Because it’s going to crack you open, showing up for someone else’s pain, sitting with their suffering as you struggle to tamp down your own.
It can’t save the ones you love most, but it is a gift, the breaking of your heart, to have loved so fiercely, to show up at their most awful moments,
not to try to fix it—because you can’t. That’s not your job. Yours is to appear, in person, if your dear one can bear the presence of your own ravaged heart,
stitched back together after so many rips in the seams. The love leaks out that way, infusing those whom you’re accompanying on this journey of
healing or decline, grief or joy.
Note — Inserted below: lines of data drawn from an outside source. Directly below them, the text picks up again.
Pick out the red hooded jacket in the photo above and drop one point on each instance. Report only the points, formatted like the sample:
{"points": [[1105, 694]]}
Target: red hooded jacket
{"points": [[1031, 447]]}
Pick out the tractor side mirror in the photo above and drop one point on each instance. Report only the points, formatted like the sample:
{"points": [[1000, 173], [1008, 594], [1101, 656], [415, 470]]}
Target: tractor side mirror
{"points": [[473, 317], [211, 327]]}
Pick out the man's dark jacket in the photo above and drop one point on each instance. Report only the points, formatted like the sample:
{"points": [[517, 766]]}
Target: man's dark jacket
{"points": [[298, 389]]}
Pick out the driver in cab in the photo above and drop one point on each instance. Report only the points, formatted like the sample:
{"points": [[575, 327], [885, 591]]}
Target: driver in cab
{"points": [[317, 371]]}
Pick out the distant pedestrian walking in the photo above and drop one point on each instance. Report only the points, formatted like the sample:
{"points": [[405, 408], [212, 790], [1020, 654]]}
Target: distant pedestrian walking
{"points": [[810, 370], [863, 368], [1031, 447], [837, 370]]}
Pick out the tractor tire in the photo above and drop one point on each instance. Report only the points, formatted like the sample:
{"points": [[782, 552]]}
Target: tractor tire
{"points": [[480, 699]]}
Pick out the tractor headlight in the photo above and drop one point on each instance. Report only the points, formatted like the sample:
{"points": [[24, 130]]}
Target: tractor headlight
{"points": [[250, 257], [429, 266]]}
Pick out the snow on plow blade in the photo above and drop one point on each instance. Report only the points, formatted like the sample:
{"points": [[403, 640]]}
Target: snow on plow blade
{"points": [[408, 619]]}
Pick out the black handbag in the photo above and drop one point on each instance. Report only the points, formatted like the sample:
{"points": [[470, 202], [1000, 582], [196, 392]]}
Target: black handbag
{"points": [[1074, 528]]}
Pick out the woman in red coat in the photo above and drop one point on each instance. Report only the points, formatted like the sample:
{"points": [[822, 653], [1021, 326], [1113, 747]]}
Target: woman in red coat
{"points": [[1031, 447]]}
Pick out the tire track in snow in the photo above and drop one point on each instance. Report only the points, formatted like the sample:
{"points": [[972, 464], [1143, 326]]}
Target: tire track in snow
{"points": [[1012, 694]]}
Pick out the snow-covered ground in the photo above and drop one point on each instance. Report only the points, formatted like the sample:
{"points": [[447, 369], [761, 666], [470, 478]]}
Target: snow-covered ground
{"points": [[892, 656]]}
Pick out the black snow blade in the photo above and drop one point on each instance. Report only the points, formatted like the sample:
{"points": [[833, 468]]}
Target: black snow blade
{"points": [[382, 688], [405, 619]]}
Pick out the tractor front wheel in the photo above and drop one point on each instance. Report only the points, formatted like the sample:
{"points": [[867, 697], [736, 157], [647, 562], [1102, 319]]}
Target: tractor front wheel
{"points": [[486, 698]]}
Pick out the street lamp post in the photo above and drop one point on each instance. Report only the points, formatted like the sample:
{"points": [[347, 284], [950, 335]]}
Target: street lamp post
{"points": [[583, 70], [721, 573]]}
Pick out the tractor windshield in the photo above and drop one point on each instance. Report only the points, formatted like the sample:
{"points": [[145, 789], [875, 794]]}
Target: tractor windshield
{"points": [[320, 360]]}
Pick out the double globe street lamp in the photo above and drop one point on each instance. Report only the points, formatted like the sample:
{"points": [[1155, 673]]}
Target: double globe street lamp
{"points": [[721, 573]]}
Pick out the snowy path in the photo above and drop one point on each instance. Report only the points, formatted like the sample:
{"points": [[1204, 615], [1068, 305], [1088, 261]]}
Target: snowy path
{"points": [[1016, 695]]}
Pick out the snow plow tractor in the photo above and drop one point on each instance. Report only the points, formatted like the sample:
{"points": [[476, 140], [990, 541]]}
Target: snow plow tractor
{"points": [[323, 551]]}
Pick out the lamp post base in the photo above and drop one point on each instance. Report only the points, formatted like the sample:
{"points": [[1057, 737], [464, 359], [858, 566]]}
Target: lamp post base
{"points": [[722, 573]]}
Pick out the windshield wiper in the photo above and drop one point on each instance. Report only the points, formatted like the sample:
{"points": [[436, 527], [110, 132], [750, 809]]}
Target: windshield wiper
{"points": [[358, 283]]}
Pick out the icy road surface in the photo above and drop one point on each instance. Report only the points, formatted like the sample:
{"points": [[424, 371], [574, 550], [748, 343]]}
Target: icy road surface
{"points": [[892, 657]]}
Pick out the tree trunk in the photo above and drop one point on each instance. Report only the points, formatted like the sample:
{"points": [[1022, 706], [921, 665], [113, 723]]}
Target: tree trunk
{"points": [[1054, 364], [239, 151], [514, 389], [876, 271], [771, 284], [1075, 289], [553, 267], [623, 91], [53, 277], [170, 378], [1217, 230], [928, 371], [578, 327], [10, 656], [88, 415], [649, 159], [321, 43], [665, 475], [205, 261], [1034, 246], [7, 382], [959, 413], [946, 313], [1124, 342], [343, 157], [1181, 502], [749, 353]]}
Simple old you is all that’s needed— all that you can offer anyway— your hand, your kind smile,
your patchwork quilt of a heart, which, without prompting, pumps compassion into the world with every persistent beat.
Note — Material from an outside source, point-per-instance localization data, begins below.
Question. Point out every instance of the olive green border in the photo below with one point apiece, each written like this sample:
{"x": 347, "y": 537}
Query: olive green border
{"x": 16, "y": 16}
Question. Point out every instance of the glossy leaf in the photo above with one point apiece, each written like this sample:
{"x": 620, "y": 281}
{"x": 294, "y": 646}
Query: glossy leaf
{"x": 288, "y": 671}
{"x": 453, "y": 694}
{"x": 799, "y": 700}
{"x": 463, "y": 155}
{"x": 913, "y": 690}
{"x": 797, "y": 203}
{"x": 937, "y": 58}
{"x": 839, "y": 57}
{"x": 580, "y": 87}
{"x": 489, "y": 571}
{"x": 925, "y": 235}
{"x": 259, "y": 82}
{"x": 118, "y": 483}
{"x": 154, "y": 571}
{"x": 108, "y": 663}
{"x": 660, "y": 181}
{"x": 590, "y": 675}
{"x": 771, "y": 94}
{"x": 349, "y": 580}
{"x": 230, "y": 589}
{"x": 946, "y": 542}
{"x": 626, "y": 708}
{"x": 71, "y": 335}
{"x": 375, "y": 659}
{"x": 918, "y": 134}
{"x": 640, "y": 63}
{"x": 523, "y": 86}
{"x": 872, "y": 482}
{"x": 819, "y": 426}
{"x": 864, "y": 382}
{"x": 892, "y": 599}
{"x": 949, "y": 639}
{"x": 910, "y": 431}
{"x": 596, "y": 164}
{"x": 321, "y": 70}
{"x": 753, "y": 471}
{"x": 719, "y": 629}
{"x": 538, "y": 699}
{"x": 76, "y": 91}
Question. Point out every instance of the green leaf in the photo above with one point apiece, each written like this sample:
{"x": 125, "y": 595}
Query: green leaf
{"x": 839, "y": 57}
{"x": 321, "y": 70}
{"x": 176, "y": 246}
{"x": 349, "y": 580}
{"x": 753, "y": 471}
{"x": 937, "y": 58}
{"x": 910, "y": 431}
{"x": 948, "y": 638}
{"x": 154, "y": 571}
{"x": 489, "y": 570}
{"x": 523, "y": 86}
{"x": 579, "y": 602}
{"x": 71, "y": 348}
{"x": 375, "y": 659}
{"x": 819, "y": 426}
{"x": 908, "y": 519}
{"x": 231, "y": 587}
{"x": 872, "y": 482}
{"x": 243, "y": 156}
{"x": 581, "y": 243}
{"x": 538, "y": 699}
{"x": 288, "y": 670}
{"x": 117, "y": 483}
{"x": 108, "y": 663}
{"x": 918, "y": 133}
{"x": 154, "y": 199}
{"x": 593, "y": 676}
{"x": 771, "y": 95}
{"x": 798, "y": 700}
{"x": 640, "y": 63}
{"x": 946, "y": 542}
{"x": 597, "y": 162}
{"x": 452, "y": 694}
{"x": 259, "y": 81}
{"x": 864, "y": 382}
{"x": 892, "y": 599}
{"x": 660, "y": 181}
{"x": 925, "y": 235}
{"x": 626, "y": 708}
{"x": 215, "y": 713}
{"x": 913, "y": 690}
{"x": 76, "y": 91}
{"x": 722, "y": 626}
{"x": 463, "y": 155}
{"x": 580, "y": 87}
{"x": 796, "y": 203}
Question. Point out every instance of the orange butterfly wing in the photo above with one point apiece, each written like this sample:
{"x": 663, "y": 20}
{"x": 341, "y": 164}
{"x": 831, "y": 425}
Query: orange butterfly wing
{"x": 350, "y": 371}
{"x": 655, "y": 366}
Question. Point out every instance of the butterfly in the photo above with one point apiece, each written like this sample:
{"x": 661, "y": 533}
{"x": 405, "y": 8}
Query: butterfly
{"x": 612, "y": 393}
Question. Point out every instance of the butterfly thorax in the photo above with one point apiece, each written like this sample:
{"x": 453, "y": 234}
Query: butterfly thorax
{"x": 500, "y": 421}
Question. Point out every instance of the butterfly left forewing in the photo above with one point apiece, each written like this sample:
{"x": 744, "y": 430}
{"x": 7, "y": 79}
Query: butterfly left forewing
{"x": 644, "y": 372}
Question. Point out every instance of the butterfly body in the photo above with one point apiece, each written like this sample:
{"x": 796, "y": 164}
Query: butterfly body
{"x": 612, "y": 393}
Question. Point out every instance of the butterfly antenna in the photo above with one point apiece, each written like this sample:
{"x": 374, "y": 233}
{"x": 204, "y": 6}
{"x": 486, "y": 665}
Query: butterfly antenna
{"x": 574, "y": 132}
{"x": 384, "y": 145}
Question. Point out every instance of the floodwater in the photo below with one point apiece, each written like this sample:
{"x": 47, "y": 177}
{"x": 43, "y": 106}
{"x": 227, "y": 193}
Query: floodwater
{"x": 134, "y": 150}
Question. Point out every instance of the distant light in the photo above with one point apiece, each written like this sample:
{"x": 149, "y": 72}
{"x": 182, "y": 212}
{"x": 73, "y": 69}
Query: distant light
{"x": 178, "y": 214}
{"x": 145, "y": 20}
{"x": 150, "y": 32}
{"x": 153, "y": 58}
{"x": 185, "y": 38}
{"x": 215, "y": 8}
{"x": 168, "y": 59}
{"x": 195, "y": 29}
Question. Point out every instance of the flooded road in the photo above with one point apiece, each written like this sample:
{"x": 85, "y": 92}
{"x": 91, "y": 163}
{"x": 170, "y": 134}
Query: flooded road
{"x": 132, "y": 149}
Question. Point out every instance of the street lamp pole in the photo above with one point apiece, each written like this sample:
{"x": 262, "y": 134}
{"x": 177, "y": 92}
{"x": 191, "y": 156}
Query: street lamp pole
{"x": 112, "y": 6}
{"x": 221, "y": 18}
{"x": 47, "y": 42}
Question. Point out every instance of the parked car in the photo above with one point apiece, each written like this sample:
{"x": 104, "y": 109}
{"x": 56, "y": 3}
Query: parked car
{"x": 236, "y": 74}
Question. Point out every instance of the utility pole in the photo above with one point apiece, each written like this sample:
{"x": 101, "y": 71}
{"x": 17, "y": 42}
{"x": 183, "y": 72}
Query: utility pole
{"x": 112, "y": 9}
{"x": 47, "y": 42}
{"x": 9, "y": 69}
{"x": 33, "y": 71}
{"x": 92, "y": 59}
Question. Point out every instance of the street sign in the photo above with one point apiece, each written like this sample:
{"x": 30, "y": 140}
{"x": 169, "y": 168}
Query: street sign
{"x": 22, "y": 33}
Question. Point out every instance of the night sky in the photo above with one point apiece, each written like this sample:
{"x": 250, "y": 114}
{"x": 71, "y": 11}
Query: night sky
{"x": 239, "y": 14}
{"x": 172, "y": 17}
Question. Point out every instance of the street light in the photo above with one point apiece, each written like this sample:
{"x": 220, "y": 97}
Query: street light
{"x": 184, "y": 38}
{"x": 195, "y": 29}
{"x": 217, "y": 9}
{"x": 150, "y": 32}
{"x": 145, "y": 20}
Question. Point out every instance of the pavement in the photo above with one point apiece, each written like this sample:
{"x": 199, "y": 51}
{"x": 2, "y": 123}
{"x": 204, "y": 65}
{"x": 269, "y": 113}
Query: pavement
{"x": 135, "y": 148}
I do not have the heart to chase after this earlybird that zooms into the house through the open back door—because it’s far too fair out there to keep it closed.
I hear him buzzing the kitchen, though I don’t see him till I’m sitting at my desk, and he zeroes in on the light over the computer, noodling around the edge, daring to alight on the bulb, which I’d think would be awfully hot on little fly feet.
I know that before long I’ll be annoyed by this fly and its brethren that will follow, that I’ll be relieved when the flies disappear with the cold weather—which makes me instantly long for spring.
But flies—along with the exploding wisteria pods over the driveway, scattering their button-sized seeds all over before the purple flowers pop from the nubbins of buds—
signal spring on these sunny, green-grass and early azalea days. Even those of us who have not weathered months of ice and snow grin like little kids hunting for Easter eggs,
delighted by the discovery of the familiar reappearing. Even pesky flies like the one waltzing across the wall in front of me— onetwothree, onetwothree— exploring this strange, new land.